In order to compare the general composition of vertebrate donor intronic flanks, we first calculated the frequencies of all 5-mer oligonucleotides (pentamers) within each set of orthologous sequences. Pentamers were chosen because most RNA-binding proteins have comparably sized binding sites. Pentamer frequencies therefore reflect the frequencies of potential RNA-binding sites. In order to study the variations for specific pentamers and to identify those having clade-specific variations, we used k-means clustering (de Hoon et al. 2004) to cluster pentamers according to their frequencies across the organisms in the study. To establish the optimal number of clusters, we first allowed the number to vary from 2 to 20. A scree-plot of the between-cluster distances revealed that approximately 90% of the total variation is accounted for by using 16 clusters (supplementary fig. S2, Supplementary Material online). We therefore chose 16 clusters for the final analysis. Using this procedure we were able to cluster pentamers having similar frequency profiles across the vertebrate taxa (e.g., see supplementary fig. S3, Supplementary Material online). Heat-map representations of the pentamer frequencies for each organism and the resulting clusters are shown in figure 2. The full list of pentamers composing each cluster is presented in supplementary table S2, Supplementary Material online.

Fig. 2.—

Fig. 2.—

Frequencies of pentamers in the donor flanks of 27 vertebrates. Heat-map representation of the frequencies of all pentamers in the donor intronic flanks of the organisms in this study. Prior to clustering, the frequencies for each organism were mean centered using the mean frequency for the organism. Yellow indicates frequencies above the mean and cyan indicates frequencies below the mean. In both cases the intensity of the color corresponds to a greater difference from the mean. Pentamers are arrayed along the Y-axis as organized by the clustering algorithm. White horizontal lines separate pentamer clusters. The dashed white line indicates the separation between mammals and nonmammals.

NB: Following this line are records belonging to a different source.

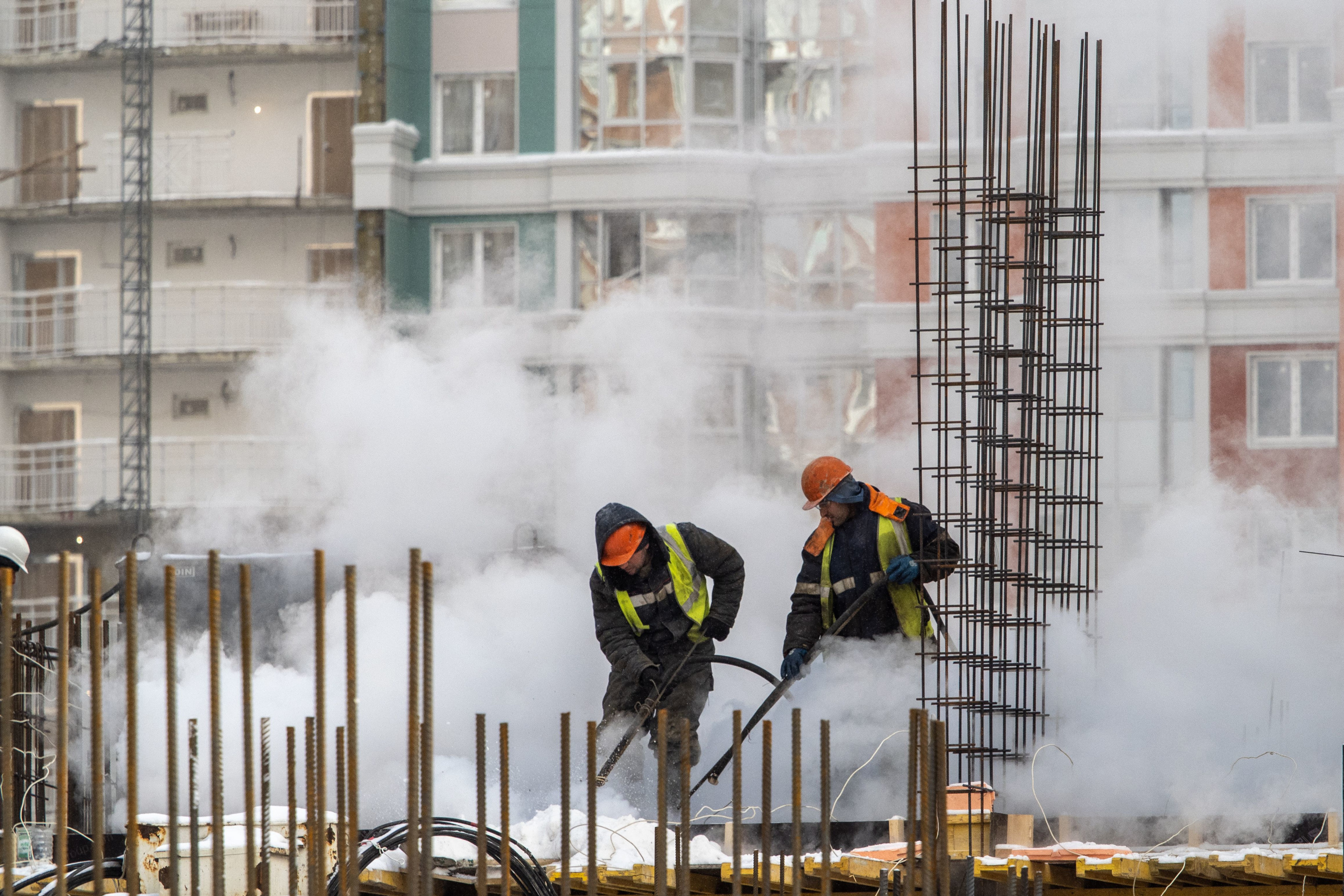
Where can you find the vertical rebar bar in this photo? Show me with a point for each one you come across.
(249, 771)
(767, 769)
(171, 711)
(506, 853)
(565, 804)
(62, 722)
(826, 808)
(797, 806)
(264, 866)
(342, 868)
(129, 609)
(7, 810)
(96, 775)
(312, 825)
(413, 734)
(660, 835)
(353, 728)
(592, 810)
(737, 802)
(428, 728)
(318, 857)
(292, 829)
(194, 804)
(217, 738)
(482, 856)
(683, 870)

As shown in figure 2, most pentamers have similar frequencies in the intronic flanks of all vertebrates; however, some show remarkable variations between organisms. The most prominent clade-specific variations are seen when comparing mammals to nonmammals. We therefore grouped the pentamer clusters into the following categories: (I) pentamers that are common in all vertebrate intronic flanks, (II) pentamers that are enriched in nonmammalian flanks but are rare in mammalian flanks, (III) pentamers that are enriched in mammalian flanks but are rare in nonmammalian flanks, and (IV) pentamers that are rare in all vertebrate intronic flanks.

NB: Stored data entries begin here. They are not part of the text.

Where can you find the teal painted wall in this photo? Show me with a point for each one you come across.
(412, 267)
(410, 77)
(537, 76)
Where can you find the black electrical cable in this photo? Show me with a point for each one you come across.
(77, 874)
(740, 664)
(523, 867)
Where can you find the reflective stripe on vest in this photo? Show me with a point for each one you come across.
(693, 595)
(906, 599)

The pentamers that are most relevant for this study are those that occur with high frequency in intronic flanks (groups I–III) because these are more likely to represent common SREs. The G/C content of the pentamers in these groups reveals an overall trend: pentamers that are frequent in all vertebrate flanks (group I) are highly A/U-rich while those that are abundant primarily in mammalian flanks (group III) are highly G/C-rich (supplementary fig. S4, Supplementary Material online). Although the greatest difference between group I and group III pentamers is G/C content, simple G/C content alone does not explain the clustering results. For instance, many of the group III pentamers have an overall G/C content similar to group IV pentamers (e.g., compare D07 and D09 to D14, supplementary fig. S4, Supplementary Material online). Also, clusters D01 and D02 (which are abundant in all vertebrates) have similar A/U content to pentamers in cluster D04, which are more common in nonmammalian flanks (supplementary fig. S4, Supplementary Material online).

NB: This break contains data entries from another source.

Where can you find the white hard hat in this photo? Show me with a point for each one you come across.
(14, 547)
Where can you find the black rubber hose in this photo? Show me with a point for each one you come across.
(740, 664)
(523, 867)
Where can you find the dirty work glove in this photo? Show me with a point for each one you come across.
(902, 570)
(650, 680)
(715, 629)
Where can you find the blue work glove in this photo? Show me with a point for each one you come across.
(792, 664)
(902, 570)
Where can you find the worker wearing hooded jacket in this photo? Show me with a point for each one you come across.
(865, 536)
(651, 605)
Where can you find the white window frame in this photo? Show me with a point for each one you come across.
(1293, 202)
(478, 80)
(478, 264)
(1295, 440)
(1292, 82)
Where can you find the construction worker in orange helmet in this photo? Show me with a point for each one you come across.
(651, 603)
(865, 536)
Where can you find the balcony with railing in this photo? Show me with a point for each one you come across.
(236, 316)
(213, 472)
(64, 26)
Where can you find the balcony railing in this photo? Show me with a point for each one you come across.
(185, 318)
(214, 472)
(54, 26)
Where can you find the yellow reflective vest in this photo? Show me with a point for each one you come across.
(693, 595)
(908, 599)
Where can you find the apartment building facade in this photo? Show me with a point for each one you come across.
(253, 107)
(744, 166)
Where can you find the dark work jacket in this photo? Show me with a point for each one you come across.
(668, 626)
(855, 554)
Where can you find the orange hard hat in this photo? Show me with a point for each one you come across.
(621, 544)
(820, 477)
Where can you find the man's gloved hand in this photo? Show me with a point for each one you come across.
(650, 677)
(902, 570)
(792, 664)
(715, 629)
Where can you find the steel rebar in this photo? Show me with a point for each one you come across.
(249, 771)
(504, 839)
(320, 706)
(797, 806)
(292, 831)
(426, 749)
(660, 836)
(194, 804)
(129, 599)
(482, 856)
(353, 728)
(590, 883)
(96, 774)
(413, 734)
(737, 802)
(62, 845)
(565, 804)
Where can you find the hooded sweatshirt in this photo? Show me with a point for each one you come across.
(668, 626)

Many of the most frequent pentamers are similar to known SREs. For instance, group I contains pentamers with U-repeats (see clusters D00–D03, supplementary table S2, Supplementary Material online). Enrichment of U-repeats in donor-flanks has been previously observed (Aznarez et al. 2008; Gal-Mark et al. 2009), and these sequences have been shown to function as SREs. Several splicing factors are known to bind U-rich sequences. These include HNRNPC (Görlach et al. 1994; König et al. 2010), members of the ELAV/Hu family (Wang H, et al. 2010), and TIA1/TIAL1 (Aznarez et al. 2008; Wang Z, et al. 2010). Although these proteins have been largely studied in the context of alternative splicing, transcriptome wide mapping of TIA1/TIAL1-binding sites in human cells revealed that many binding sites are located in the donor flanks adjacent to constitutively spliced exons, suggesting that these proteins play a general role in splicing (Wang Z, et al. 2010). We observed that 36 out of the top 50 pentamers that are most highly enriched in TIA1/TIAL1-binding sites (determined using iCLIP) (Wang Z, et al. 2010) also clustered in group I. It is therefore reasonable to propose that many of the pentamers in group I represent binding sites for proteins of the TIA1/TIAL1 and/or ELAV/Hu families.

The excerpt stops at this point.